Florence Project legal assistant Ana Maria Miranda says Sonia was always in a joyful mood when they spoke, even though she knew that she had a long road ahead of her: “Having Legal Permanent Resident status here in the U.S., Sonia can now chase her goals and dreams. She can live in the U.S. with less fear and anxiety than before. I am ecstatic for Sonia and what her future holds.”
Back in 2016 when the Florence Project took on Sonia’s case, work permits were quickly granted for young migrants pursuing the Special Immigrant Juvenile Status visa. The work permit helped immensely in lifting Sonia’s spirits and giving her confidence in the immigration process. Sadly, due to current backlogs, it can now take several years to obtain work permits, making life difficult for those with pending applications.

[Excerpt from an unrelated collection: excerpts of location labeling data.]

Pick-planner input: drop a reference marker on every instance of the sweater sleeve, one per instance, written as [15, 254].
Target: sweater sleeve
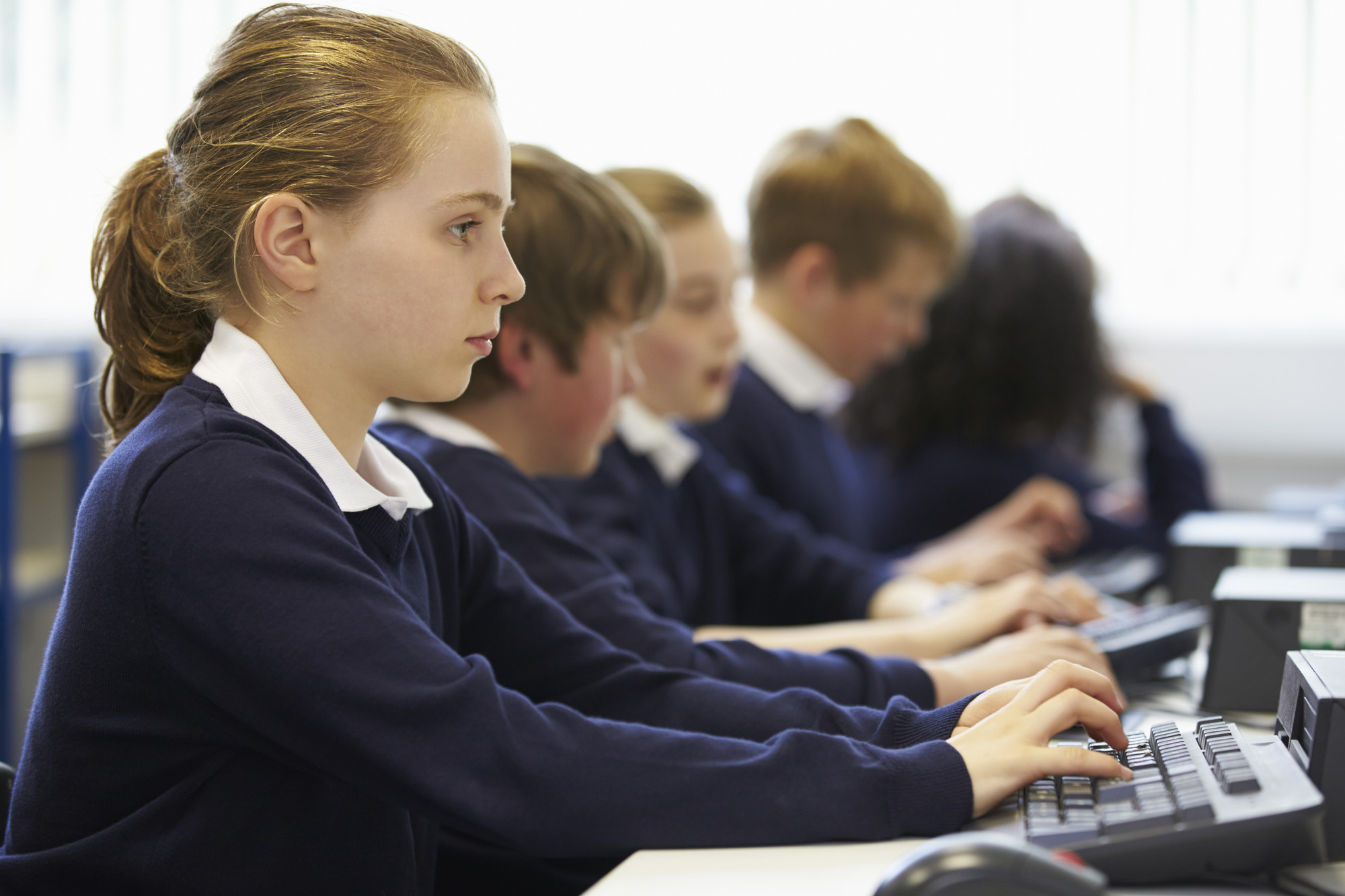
[528, 522]
[1175, 474]
[785, 572]
[267, 612]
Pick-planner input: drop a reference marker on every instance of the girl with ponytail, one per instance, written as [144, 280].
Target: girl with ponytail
[287, 661]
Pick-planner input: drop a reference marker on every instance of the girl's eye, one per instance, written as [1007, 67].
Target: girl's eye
[697, 306]
[461, 231]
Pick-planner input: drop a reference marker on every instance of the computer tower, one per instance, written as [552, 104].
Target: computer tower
[1312, 724]
[1206, 544]
[1261, 614]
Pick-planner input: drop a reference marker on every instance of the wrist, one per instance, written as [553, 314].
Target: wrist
[907, 595]
[949, 682]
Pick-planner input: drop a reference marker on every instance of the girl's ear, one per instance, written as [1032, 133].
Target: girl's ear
[517, 356]
[283, 233]
[810, 275]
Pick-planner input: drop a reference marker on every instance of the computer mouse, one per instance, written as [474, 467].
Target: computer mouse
[989, 864]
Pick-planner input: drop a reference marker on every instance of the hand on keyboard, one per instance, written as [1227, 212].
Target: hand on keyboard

Sonia currently works for a company that packages jellies and syrups, and recently she was promoted from the assembly line to a quality control position. She intends to continue her education soon to improve her English with hopes of working in an office someday as a receptionist. Sonia enjoys conversing with people and helping others in a bilingual environment.
Hugo believes she will succeed: “She’s one of the most attentive clients I’ve worked with.” Ana Maria also mentions that Sonia “was very responsible about her legal case and attentive to anything we needed from her. I can’t wait to see what her future holds.”
Upon reaching this milestone, Sonia reflected on her first months adapting to life in Phoenix. The hardest part was getting to know the city — recognizing the streets and avenues, finding a pharmacy and a supermarket, learning the bus system.
What seemed most foreign at the time was the way strangers room together to afford housing in the U.S. “In Guatemala, you live in a house with your parents or your kids, but here in the United States, I’ve seen people live together that barely know each other, because they’re renting a room. That seemed odd to me.”
Sonia has proved clever and resilient throughout her journey and is now adjusting to pregnancy. “No one is ever truly ready to be pregnant,” she admits. “It feels strange at times. It’s something new for me that I’m experiencing day by day and I’m trying to do well.
“I want the best education for my son,” Sonia adds, “and that he has great opportunities in his life, and that when he grows up, he can become a doctor, or whatever he wants.”